Il regista, Mohammad Rasoulof, già autore di opere interessanti come "Il male non esiste" (2020), più volte condannato dai tribunali iraniani (che non hanno mai distribuito in patria un suo film) e che ne hanno sempre limitato l'attività lavorativa, ha girato un film molto bello (anche se non bellissimo, ma le pressioni politiche e alcuni escamotage realizzativi ne hanno sicuramente tarpato le potenzialità) in uno stato di semi clandestinità. Senza la genialità del Jafar Panahi (lui sì recluso) di "Taxi Teheran" (2015) o l'occhio acuto e asciutto dell'Asghar Farhadi di "Una separazione" (2011), il regista sa raccontare un pezzo di Iran che diventa, per dirla alla Visconti, "gruppo di famiglia in un interno".

Non potendo girare all'aperto (le poche scene in esterni non sono girate in Iran) fa del proprio meglio utilizzando gli interni e una claustrofobica messa in scena che, a tratti, si fa inquietante. A spuntarla è la famiglia protagonista dell'opera (di cui si conoscono solo i nomi, ma non il cognome) che viene sezionata in ogni aspetto.

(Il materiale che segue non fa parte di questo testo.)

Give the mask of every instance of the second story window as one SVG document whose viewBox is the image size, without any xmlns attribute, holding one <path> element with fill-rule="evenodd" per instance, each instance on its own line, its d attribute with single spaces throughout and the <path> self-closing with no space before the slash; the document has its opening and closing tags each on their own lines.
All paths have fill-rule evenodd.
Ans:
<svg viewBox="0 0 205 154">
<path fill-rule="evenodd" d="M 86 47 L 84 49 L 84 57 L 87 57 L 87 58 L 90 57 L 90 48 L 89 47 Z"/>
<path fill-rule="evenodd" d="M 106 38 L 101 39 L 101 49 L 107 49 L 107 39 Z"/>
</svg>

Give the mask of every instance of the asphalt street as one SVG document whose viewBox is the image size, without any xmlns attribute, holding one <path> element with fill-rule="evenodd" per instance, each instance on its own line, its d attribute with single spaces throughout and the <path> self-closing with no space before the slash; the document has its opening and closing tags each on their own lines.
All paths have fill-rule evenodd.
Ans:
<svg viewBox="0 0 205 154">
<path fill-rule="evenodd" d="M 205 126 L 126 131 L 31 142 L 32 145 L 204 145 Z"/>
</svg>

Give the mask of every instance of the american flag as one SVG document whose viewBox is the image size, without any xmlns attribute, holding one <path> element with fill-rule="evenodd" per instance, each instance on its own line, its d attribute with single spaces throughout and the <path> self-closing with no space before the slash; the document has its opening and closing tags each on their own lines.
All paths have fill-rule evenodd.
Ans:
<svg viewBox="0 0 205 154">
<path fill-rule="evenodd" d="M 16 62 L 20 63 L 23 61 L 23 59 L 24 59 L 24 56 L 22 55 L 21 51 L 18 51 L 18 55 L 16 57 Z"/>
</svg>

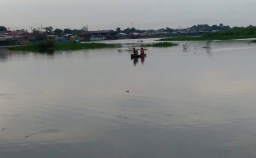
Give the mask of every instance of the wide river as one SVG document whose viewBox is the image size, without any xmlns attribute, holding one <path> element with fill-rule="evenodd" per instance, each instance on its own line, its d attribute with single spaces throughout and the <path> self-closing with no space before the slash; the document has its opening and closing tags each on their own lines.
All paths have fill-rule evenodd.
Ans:
<svg viewBox="0 0 256 158">
<path fill-rule="evenodd" d="M 177 42 L 132 60 L 118 51 L 137 40 L 105 42 L 124 47 L 0 48 L 0 158 L 256 157 L 256 44 Z"/>
</svg>

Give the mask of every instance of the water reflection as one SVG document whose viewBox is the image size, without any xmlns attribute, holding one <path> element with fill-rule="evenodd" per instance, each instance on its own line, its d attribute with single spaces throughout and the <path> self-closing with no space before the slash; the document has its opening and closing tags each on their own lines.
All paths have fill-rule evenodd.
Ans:
<svg viewBox="0 0 256 158">
<path fill-rule="evenodd" d="M 179 43 L 2 51 L 0 158 L 255 157 L 256 45 Z"/>
</svg>

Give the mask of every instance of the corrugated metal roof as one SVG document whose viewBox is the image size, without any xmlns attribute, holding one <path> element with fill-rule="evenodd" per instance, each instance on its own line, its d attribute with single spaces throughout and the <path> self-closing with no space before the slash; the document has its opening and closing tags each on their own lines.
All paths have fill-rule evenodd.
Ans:
<svg viewBox="0 0 256 158">
<path fill-rule="evenodd" d="M 95 33 L 114 33 L 115 31 L 112 30 L 98 30 L 98 31 L 90 31 L 85 32 L 80 35 L 85 35 L 86 34 L 95 34 Z"/>
</svg>

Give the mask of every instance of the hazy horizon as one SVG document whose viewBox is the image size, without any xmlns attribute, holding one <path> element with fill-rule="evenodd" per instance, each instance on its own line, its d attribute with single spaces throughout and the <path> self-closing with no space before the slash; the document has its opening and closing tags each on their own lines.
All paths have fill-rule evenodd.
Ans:
<svg viewBox="0 0 256 158">
<path fill-rule="evenodd" d="M 0 26 L 10 29 L 41 26 L 89 30 L 158 29 L 197 24 L 256 25 L 256 1 L 246 0 L 2 0 Z M 239 9 L 237 9 L 239 8 Z"/>
</svg>

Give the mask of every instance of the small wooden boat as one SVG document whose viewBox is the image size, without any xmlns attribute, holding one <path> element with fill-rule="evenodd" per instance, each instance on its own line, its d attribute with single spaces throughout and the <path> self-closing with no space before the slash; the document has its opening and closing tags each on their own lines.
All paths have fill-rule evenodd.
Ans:
<svg viewBox="0 0 256 158">
<path fill-rule="evenodd" d="M 132 58 L 141 58 L 142 57 L 145 57 L 147 56 L 147 54 L 144 54 L 143 55 L 140 55 L 140 54 L 138 54 L 137 55 L 135 55 L 135 54 L 131 54 L 131 57 Z"/>
</svg>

Dal padre, giudice istruttore che sembra, almeno inizialmente, avere dei dubbi sul modo di agire del tribunale in cui lavora e che scivola pian piano nella paranoia più estrema fino al finale in cui tenta di "addomesticare" la famiglia rinchiudendola in una specie di grande casa bunker; alla moglie, divisa a metà tra il fanatismo religioso e la voglia di assecondare l'animo ribellistico delle figlie. Se nel primo tempo prevale la descrizione delle rivolte iraniane (tutte riprese dal web e fatte vedere al pubblico tramite cellulare), nella seconda parte il film letteralmente vola, con alcune sequenze di forte impatto emotivo, una su tutte l'interrogatorio sadico in cui un sedicente esperto di psicologia tenta di capire chi, in famiglia, abbia rubato la pistola al padre (che, avendola persa, rischia da 6 mesi a 3 anni di galera).

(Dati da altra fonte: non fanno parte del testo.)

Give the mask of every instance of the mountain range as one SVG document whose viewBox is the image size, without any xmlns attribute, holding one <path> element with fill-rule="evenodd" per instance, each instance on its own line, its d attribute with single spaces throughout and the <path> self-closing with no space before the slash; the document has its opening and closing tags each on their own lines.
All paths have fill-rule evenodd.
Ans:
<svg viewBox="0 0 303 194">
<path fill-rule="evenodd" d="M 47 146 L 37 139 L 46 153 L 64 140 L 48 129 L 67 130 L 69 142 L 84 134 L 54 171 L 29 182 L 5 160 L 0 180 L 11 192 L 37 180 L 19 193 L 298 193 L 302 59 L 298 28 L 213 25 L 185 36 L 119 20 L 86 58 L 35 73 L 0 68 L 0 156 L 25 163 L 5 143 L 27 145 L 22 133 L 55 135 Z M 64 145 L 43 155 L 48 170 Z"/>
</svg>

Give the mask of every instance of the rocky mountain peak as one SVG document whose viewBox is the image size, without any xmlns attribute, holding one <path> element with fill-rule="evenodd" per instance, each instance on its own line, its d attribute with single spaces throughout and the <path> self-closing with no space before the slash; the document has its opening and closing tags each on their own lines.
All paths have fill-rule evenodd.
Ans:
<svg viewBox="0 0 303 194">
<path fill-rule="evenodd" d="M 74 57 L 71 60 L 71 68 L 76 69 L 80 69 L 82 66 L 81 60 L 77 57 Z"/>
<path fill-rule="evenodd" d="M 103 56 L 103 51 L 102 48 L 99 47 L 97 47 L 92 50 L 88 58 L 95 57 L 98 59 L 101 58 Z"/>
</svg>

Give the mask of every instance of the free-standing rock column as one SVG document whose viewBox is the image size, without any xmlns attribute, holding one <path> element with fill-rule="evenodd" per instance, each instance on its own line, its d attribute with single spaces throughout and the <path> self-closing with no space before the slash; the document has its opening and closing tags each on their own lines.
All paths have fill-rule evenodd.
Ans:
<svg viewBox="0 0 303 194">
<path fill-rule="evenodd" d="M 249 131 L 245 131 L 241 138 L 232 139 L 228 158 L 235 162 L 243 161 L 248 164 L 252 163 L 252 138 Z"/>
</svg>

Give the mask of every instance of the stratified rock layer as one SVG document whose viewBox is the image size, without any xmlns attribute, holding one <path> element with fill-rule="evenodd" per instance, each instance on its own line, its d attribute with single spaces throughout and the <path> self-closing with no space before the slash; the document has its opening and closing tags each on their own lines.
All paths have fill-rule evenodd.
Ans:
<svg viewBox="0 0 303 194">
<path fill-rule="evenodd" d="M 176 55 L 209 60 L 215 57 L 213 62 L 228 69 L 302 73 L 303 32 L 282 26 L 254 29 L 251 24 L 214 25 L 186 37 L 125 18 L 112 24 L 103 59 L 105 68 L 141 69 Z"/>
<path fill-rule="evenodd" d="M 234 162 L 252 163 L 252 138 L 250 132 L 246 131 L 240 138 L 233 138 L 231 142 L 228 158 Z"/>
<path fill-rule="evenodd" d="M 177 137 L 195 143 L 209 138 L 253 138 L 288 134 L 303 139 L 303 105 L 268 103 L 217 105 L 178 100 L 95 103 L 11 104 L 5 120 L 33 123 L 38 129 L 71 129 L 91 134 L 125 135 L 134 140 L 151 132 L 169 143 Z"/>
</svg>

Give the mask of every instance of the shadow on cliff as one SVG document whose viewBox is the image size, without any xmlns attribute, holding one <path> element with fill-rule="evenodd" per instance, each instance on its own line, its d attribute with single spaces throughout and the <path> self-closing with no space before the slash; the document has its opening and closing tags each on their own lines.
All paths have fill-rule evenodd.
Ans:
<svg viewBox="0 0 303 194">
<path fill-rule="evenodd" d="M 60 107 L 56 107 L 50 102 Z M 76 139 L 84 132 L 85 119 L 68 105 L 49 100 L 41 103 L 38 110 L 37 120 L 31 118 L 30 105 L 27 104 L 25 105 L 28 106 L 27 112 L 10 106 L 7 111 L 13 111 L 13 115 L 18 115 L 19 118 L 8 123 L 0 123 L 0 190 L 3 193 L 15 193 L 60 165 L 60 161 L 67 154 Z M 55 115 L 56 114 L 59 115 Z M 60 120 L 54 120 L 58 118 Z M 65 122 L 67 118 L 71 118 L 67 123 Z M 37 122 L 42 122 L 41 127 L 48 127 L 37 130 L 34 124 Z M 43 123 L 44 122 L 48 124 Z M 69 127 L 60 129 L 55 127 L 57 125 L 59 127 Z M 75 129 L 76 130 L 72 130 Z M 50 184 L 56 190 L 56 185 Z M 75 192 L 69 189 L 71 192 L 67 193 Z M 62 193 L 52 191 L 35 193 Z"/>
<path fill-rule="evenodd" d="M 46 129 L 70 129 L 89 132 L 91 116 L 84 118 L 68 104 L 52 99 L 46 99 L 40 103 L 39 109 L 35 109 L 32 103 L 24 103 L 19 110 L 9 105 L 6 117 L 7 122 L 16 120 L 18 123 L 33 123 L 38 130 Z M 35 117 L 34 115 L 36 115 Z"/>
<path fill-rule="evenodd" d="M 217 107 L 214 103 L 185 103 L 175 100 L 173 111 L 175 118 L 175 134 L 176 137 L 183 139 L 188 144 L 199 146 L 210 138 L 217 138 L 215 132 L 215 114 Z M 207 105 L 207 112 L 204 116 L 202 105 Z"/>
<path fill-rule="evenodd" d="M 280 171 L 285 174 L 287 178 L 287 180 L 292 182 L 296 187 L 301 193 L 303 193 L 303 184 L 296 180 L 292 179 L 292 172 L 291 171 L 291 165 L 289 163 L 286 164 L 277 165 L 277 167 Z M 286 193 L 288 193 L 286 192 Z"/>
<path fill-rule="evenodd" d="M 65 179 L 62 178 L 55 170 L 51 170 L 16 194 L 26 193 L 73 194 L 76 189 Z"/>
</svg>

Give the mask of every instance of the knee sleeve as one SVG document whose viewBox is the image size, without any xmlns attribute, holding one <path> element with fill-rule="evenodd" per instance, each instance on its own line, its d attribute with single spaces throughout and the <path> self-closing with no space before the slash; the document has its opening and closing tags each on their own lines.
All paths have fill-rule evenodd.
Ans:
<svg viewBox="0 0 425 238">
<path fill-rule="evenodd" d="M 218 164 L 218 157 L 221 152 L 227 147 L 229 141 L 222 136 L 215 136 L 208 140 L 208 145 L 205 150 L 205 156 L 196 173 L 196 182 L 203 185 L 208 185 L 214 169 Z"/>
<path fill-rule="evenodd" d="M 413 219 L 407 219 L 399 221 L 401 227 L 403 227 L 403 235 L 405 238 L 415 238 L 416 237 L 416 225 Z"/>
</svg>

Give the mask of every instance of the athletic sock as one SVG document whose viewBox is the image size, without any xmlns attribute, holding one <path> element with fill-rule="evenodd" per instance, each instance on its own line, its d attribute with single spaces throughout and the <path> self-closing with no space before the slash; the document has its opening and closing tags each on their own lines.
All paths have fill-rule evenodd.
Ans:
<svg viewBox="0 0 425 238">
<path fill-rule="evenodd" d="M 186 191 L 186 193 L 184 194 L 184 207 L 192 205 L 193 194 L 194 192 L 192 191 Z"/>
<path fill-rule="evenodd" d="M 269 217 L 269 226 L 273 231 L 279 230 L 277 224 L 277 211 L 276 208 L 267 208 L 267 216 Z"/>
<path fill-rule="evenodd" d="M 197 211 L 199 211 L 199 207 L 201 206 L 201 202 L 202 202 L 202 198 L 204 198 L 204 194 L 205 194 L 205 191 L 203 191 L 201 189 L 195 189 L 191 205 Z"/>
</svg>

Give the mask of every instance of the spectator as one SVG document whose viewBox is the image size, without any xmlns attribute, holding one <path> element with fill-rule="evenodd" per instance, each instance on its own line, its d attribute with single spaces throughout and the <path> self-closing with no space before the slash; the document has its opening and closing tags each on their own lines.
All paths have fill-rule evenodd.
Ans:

Agevolato da un ritmo poco iraniano e molto occidentale (le quasi tre ore di durata non si sentono) il regista sa trasportarci in un mondo oscuro dominato dalla censura e dalla violenza, in cui il web sembra l'unica via di fuga (e infatti il padre, prima di segregare la famiglia sequestra i cellulari) e dove nessuno sembra sfuggire alla legge divina, quella cioè che sottomette e rende schiavi gli uomini in un cieco gioco di specchi in cui ognuno è vittima e carnefice (difficile chiedersi chi siano i buoni e i cattivi, in fondo anche le figlie, pur nella loro voglia di ribellione, compiono gesti inopinati) e il tunnel paranoico in cui sprofonda il padre sembra il tunnel in cui appare sempre più sprofondato l'Iran. E Rasoulof, in sfregio alle antiche leggi iraniane che vedono nell'Occidente tutto il male possibile, utilizza un modus operandi molto occidentale: il primo tempo è quasi un kammerspiel; la sequenza dell'inseguimento tra due auto sembra uscita da un film americano degli anni '70 e il finale, teso e glaciale, è, a tutti gli effetti, un western.

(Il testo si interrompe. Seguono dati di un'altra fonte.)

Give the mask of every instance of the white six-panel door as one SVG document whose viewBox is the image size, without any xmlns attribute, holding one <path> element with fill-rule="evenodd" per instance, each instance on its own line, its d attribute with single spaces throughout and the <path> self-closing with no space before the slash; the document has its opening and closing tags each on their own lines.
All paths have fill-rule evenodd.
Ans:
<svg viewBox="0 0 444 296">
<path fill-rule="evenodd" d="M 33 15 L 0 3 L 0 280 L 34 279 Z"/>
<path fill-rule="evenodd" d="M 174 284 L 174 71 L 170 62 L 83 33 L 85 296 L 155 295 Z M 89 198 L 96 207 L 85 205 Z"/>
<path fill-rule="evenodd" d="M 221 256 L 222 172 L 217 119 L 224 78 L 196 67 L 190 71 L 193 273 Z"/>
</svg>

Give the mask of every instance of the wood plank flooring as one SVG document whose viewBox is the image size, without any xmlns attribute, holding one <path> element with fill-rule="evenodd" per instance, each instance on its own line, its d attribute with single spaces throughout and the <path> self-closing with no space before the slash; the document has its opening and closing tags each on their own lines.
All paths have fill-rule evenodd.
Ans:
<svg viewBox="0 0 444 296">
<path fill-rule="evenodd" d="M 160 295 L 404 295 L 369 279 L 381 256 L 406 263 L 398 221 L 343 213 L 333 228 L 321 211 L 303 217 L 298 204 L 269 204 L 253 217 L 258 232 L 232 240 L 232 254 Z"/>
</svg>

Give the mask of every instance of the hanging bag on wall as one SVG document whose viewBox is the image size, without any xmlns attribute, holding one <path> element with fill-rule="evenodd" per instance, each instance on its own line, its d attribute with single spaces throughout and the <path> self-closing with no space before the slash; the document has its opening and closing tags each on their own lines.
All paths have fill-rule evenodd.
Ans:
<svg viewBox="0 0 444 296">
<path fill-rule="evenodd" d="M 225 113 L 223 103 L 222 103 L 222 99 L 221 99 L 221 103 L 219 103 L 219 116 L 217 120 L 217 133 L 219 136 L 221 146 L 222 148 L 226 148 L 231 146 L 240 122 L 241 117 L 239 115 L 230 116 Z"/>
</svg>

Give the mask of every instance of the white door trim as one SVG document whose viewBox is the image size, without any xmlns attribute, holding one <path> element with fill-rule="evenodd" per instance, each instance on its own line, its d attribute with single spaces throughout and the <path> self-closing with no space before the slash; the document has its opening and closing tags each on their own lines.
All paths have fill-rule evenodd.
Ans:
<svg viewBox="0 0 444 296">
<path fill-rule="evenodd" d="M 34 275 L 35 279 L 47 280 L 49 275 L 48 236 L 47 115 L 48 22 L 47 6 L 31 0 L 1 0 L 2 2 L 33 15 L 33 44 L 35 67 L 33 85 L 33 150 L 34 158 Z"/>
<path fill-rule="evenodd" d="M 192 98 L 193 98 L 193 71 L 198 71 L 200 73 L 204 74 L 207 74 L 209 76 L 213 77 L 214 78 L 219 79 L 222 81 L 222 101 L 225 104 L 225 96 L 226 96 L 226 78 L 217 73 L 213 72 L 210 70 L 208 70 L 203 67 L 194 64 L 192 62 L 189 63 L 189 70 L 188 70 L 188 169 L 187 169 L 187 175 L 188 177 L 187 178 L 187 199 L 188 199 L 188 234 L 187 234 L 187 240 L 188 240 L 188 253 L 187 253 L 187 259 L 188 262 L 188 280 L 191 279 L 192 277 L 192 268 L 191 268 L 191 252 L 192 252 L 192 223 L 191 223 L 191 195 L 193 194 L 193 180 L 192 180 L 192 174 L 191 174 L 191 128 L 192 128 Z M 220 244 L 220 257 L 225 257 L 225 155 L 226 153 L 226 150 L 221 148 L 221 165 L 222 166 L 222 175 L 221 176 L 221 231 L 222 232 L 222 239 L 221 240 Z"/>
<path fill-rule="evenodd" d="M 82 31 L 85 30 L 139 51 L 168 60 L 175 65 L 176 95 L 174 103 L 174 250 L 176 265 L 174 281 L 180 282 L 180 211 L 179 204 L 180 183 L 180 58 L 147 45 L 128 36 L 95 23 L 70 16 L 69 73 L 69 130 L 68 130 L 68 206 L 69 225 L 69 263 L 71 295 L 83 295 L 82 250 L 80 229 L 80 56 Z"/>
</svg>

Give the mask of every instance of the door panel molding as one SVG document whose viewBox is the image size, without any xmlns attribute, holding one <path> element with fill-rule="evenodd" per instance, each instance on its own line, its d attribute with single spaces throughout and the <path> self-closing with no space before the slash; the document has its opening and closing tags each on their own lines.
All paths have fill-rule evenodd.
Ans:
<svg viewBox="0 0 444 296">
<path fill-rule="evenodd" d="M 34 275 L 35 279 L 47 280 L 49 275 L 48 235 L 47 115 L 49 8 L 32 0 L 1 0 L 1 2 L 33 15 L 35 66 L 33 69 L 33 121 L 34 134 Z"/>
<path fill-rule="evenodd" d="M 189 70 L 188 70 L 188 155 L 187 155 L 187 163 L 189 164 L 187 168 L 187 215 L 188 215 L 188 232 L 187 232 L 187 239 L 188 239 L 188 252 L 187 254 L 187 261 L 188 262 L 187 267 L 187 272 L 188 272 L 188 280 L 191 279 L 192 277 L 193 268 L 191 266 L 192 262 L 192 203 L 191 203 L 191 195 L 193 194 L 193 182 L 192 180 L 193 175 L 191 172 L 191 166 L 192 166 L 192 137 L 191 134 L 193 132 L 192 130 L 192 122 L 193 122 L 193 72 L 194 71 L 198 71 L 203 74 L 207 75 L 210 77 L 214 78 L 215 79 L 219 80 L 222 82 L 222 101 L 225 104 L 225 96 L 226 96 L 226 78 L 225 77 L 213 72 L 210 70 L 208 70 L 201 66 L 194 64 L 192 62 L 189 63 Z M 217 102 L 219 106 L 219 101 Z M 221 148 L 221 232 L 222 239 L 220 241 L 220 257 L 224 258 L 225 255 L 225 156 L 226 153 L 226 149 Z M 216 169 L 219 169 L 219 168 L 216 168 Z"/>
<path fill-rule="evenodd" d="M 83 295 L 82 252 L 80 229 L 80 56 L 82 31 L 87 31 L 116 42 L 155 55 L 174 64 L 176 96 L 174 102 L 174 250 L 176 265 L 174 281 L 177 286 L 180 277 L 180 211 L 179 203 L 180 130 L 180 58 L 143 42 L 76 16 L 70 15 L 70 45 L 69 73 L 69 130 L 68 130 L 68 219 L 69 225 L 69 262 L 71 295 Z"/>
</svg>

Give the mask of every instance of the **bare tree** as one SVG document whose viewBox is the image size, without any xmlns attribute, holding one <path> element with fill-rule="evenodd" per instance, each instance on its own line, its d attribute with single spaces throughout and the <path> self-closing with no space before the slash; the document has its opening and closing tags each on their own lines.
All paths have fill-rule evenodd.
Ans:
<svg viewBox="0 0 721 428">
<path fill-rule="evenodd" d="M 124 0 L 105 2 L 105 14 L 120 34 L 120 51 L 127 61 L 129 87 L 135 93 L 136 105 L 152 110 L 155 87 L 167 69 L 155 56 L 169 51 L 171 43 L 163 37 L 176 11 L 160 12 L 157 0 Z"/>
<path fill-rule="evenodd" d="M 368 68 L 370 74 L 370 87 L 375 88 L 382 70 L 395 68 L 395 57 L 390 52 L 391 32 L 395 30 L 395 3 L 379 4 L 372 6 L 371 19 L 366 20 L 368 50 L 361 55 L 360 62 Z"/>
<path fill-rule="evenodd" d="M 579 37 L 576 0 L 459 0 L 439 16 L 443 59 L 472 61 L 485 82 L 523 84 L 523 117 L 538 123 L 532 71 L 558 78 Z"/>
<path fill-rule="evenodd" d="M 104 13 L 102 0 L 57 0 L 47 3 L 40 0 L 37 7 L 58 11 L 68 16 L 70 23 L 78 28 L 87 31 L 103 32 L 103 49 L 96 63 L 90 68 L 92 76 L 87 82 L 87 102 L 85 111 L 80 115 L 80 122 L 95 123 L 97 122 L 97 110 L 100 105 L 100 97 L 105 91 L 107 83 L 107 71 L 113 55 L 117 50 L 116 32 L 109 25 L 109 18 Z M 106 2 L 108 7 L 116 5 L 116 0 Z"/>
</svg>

Presentato a Cannes, il regista rischiò grosso. Le autorità iraniane, appena saputo che il film era stato completato e disponibile alla visione, condannarono Rasoulof a otto anni di carcere, fustigazione, pagamento di una multa, confisca dei beni e revoca del passaporto. Riuscì a fuggire in tempo, clandestinamente, dall'Iran, si salvò dalla condanna (a patto, ovviamente, di non mettere più piede nel proprio paese) e vinse il Premio Speciale della giuria al Festival di Cannes.

Un film che vuole dare voce a chi non ne ha, e se nel primo tempo appare fin troppo indeciso su quale strada prendere, nel secondo tempo centra il cuore del bersaglio e non sbaglia più una virgola.

Il titolo si riferisce agli alberi di fichi sacri i cui semi cadono sui rami di altri alberi attraverso gli escrementi dei volatili. I semi germogliano e le radici vanno verso il terreno. A radici ben piantate nel terreno, il fico sacro si regge sulle proprie gambe e i suoi rami strangolano l'albero ospite. Come il padre nel film, che rischia di "stritolare" la propria famiglia senza (quasi) accorgersene.